Amigos perguntam-me se não vou escrever nada sobre a cortina de silêncio que a crítica, fielmente esquerdista, baixou sobre o meu trabalho de editor dos Ensaios Reunidos de Otto Maria Carpeaux. O caso é estranho: vários jornais deram amplo espaço à divulgação do livro, chegando a celebrá-lo como um acontecimento histórico, mas esquivando-se de mencionar sua Introdução – o primeiro estudo amplo que já se fez sobre o autor – e os milhares de notas de rodapé com que procurei tornar essa edição um instrumento útil de ensino e pesquisa. Num país onde qualquer antologista de ocasião é alvo de badalações midiáticas e virtual candidato à Academia, esse silêncio é significativo e talvez merecesse comentário. Principalmente porque entre os críticos havia pelo menos dois desses organizadores de seletas. Tentando justificar-se ante um leitor que lhe cobrava a explicação do inexplicável, um deles chegou a alegar que tivera mais trabalho para montar em verbetes uma antologiazinha do que eu para reunir, cotejar, corrigir, interpretar e anotar as 3 mil páginas de Carpeaux (considerando-se que “montar verbetes” significa colocá-los em ordem alfabética, compreende-se a dificuldade desse crítico). Tudo isso torna o episódio bastante interessante.

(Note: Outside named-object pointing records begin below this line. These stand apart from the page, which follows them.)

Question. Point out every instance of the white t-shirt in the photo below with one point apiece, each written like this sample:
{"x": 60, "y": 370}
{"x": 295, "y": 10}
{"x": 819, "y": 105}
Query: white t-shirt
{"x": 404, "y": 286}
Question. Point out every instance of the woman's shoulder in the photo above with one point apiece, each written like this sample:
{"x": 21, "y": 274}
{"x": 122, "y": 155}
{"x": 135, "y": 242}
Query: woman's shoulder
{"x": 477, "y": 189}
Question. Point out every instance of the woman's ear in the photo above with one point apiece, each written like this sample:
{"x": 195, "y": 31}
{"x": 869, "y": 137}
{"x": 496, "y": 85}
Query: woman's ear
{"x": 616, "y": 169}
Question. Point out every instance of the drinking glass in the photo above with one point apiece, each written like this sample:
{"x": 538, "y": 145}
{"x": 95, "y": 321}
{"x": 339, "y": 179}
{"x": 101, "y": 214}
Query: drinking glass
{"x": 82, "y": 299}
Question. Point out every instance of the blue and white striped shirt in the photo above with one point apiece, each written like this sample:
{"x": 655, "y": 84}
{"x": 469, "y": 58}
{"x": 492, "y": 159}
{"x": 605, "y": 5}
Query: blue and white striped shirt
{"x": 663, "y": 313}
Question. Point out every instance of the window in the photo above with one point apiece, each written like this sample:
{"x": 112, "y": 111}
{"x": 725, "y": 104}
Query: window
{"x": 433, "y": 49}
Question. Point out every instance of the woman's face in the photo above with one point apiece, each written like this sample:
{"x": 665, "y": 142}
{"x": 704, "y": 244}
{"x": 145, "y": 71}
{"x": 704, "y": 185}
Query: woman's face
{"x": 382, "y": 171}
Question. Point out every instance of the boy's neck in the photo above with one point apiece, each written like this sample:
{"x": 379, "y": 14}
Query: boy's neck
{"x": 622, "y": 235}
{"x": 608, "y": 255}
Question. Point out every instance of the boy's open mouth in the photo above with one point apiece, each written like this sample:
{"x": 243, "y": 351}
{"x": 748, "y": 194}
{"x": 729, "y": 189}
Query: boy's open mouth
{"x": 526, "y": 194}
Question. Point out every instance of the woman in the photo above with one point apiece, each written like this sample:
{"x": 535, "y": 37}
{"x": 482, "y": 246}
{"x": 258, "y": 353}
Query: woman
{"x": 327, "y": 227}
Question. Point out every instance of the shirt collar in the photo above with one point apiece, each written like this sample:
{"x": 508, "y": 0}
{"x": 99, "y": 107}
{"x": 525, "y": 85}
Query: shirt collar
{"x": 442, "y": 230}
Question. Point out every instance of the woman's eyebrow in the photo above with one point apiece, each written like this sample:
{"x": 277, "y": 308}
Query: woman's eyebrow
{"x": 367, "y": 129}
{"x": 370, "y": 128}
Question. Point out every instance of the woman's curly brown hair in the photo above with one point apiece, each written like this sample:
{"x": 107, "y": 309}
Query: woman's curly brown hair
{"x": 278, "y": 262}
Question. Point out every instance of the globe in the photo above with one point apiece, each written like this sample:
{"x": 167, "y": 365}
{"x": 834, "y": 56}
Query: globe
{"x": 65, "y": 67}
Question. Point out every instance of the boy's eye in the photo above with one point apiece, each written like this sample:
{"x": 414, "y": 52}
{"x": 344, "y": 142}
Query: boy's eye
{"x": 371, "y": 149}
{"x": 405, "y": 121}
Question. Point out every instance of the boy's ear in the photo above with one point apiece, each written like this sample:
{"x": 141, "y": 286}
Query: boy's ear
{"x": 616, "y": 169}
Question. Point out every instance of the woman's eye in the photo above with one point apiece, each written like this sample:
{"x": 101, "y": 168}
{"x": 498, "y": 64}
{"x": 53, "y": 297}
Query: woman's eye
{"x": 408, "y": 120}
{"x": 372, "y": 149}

Mas não, não vou escrever mais nada sobre o caso, porque, importante para mim, considerado na escala nacional, ele se dilui na volumosa onda ascensional do descaramento esquerdista. Que importa a omissão do meu nome numas resenhas, se fatos infinitamente mais importantes estão sendo sonegados diariamente ao leitor brasileiro pela censura branca – em transição para a vermelha – que se instalou em todas as redações do País? Que importa uma mentirinha a mais, se, por exemplo, o apoio financeiro das elites norte-americanas à esquerda revolucionária do Brasil continua um segredo só violado, entre sussurros, em círculos quase esotéricos de estudiosos de geopolítica? Que importa o povo ignorar meus pobres feitos editoriais, se ele também não precisa saber quem paga os anúncios milionários com que um partidinho comunista eleitoralmente nulo ocupa fatias crescentes do horário nobre das mais caras tevês brasileiras? Que importa omitir uma informação literária, se todos os jornalistas se proíbem até mesmo de perguntar por que o nosso presidente decidiu financiar com dinheiro público uma organização que ele mesmo diz não ter outra finalidade senão a derrubada do Estado? Que importa noticiar mal a edição de um livro, se nada é preciso informar ao povo sobre regimes do nosso território – do tamanho de um Estado da Federação – onde é proibida a entrada de brasileiros e onde uma aliança de índios e estrangeiros, sob a proteção da mídia esquerdista, faz o que bem quer com tesouros minerais que bastariam para saciar a fome do mundo?

O povo não precisa saber nada de mim, porque simplesmente não precisa saber nada de nada. Ele não está aí para ser informado, mas para ser feito de idiota. Somente um povo idiotizado, ludibriado, anestesiado pode se submeter à “revolução passiva” de Antonio Gramsci, que consiste precisamente na divisão de trabalho onde uma elite descarada entra com a revolução e a nação entra com a passividade bovina de quem não sabe nem quer saber. Somente um povo idiotizado pode passar por uma revolução comunista sem percebê-la. Somente um povo idiotizado pode imaginar que esta sendo governado por um sonso, quando está sendo levado ao comunismo pela aliança espertíssima de um presidente fingidamente liberal com uma oposição fingidamente nacionalista.

Por isso, não vou dizer mais nada sobre o caso Carpeaux. Há tantas coisas que é preciso dizer e ninguém diz, que me dá vergonha de gastar este precioso espaço do JT com a descrição da mais miúda patifaria das últimas semanas.